I think it's time to do the less painful things (like even more fuel efficient vehicles) and start taking serious looks at the really big fixes we might need to attempt in the future.  I suspect that coal fired power plants will not be cheap or easy to replace and nuclear power scares me.  Hydro is very limited in size.  Wind and solar may have some future, but I understand that it's expensive and has a long way to go before it can replace much of our power needs on a percentage basis.

Dennis Dimick
Dennis Dimick expert

@Emilee Follett Thank you for your comment, but the answer would be no. Your first premise is incorrect. Ice on Antarctica is not sea ice in the Arctic Ocean. They behave differently, and ice that melts while already in the sea does not significantly impact sea level, while ice melting into the sea from the land does. And as to your final conclusion, i am unable to find anything in the piece that provides a basis for that assertion.

Don Ryan
Don Ryan

@Tom Martin  Yes but they are both true and not mutually exclusive.  Warmer water is undermining the west ice sheet, and because of its particular situation in a bowl a process has begun that will lead to it breaking away from Antarctica and eventually melting into the ocean.  Record ice has been accumulating on top, particularly in the higher regions of the continent, but also all over the entire mass.  That accumulation just means more ice to melt once the shelf eventually dislodges and calves.  More contribution to sea level rise.

Jerry Boffin
Jerry Boffin

@Justin Smith  

"No matter how much you study or know when you "predict" what will happen tomorrow, it is only a guess."

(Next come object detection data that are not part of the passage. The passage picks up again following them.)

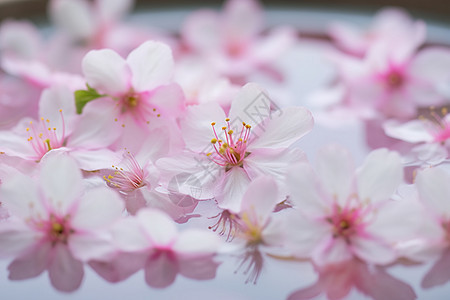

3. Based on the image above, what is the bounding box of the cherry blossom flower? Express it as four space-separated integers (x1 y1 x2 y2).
288 145 407 265
329 8 425 57
0 86 117 170
108 208 221 288
102 130 197 221
82 41 184 128
156 84 313 212
182 0 296 78
0 155 124 292
287 259 417 300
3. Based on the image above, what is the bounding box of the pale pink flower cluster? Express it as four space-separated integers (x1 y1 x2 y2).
0 0 450 299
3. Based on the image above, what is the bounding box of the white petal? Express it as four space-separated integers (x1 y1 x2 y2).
40 152 83 214
67 98 122 149
172 229 221 256
112 217 151 252
316 145 355 205
383 120 433 143
356 149 403 202
0 174 43 219
72 187 125 232
81 49 131 96
68 233 117 262
416 168 450 219
180 103 226 153
127 41 174 92
136 209 178 247
249 107 314 148
215 167 250 213
240 176 279 226
0 221 39 258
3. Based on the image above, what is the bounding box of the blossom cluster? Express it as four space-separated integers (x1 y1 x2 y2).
0 0 450 300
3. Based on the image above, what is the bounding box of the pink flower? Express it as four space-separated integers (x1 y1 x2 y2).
383 108 450 165
288 146 407 265
109 209 221 288
0 155 124 292
82 41 184 127
329 8 425 57
157 84 313 212
316 42 450 119
102 129 197 221
287 259 417 300
182 0 296 78
0 86 117 170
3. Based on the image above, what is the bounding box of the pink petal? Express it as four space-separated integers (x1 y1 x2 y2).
48 244 84 292
50 0 95 39
8 243 52 280
415 168 450 219
180 103 226 153
67 98 122 149
127 41 174 92
144 252 179 288
240 176 279 226
71 187 125 232
136 209 178 247
82 49 131 96
216 167 250 213
316 145 355 205
40 153 83 214
182 9 221 51
172 229 222 258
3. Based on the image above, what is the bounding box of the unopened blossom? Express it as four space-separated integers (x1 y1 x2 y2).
0 86 117 170
157 83 313 212
0 154 124 292
82 41 184 131
182 0 295 79
109 208 221 288
288 146 406 265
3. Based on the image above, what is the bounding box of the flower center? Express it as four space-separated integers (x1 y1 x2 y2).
26 110 65 161
103 152 147 193
207 118 251 171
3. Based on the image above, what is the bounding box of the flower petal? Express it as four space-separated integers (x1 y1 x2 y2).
356 149 403 202
249 107 314 148
136 209 178 247
48 244 84 292
416 168 450 219
215 167 250 213
317 145 355 205
40 152 83 214
71 187 125 232
127 41 174 92
81 49 131 96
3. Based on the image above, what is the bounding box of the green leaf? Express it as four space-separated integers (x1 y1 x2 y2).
75 84 106 114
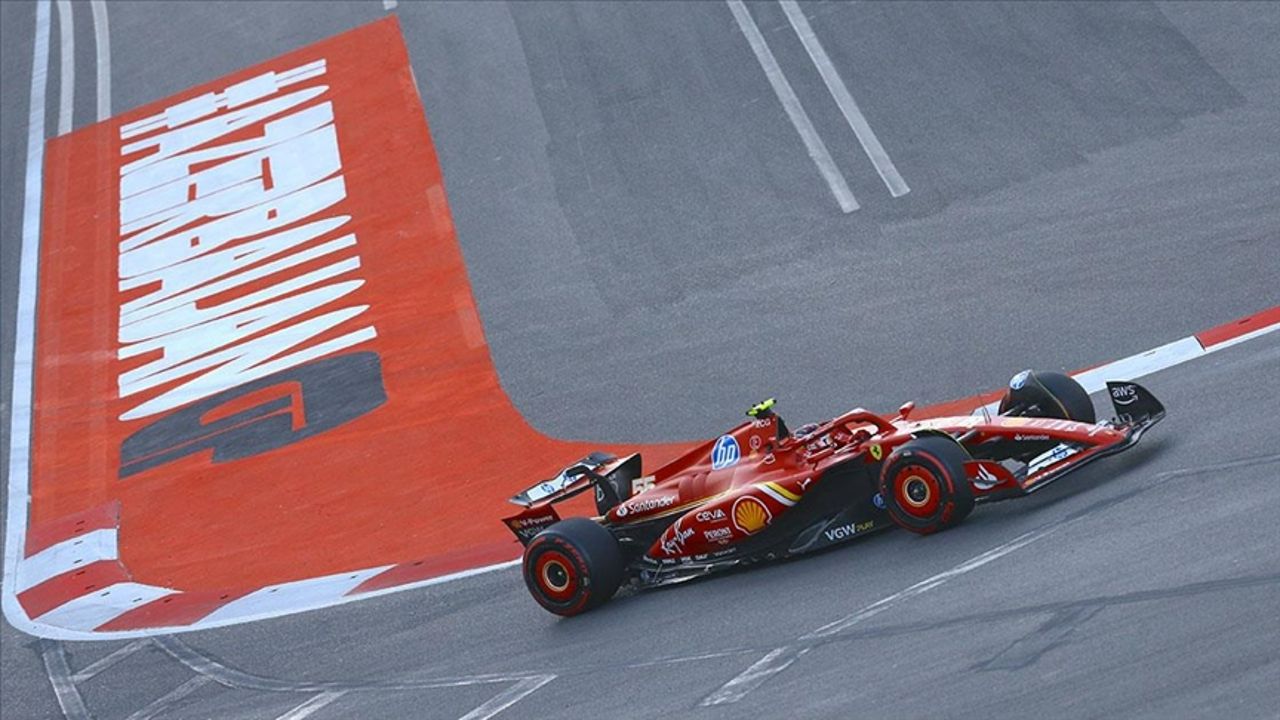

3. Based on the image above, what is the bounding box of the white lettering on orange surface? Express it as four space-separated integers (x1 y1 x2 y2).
118 60 378 420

Please do a search on "scientific method" to understand how ridiculous this statement is. Most of science is about predicting the future. This is what our theory of gravity, magnetism, mechanics and many others are all about.

"When your guessing my guess is as good as yours! "

Hate to burst the bubble you live in, but without some scientific basis your guess is worthless and mostly just noise!

Jerry Boffin
Jerry Boffin

@Steven Salo  

Besides increasing CO2 levels, we can measure the amount of ice we are losing with good accuracy. Unfortunately, as you mention, average temperature is very difficult to measure due to the dynamics of our weather systems. Too bad the focus is mostly on temperature.

We might have a better chance of affecting change by focusing on global politics and economics. Politically, imagine a world where Middle East oil and Russian gas are not important. Economically, consider the true cost of hydrocarbons including tax subsidies, environmental clean up, and wars to protect supply.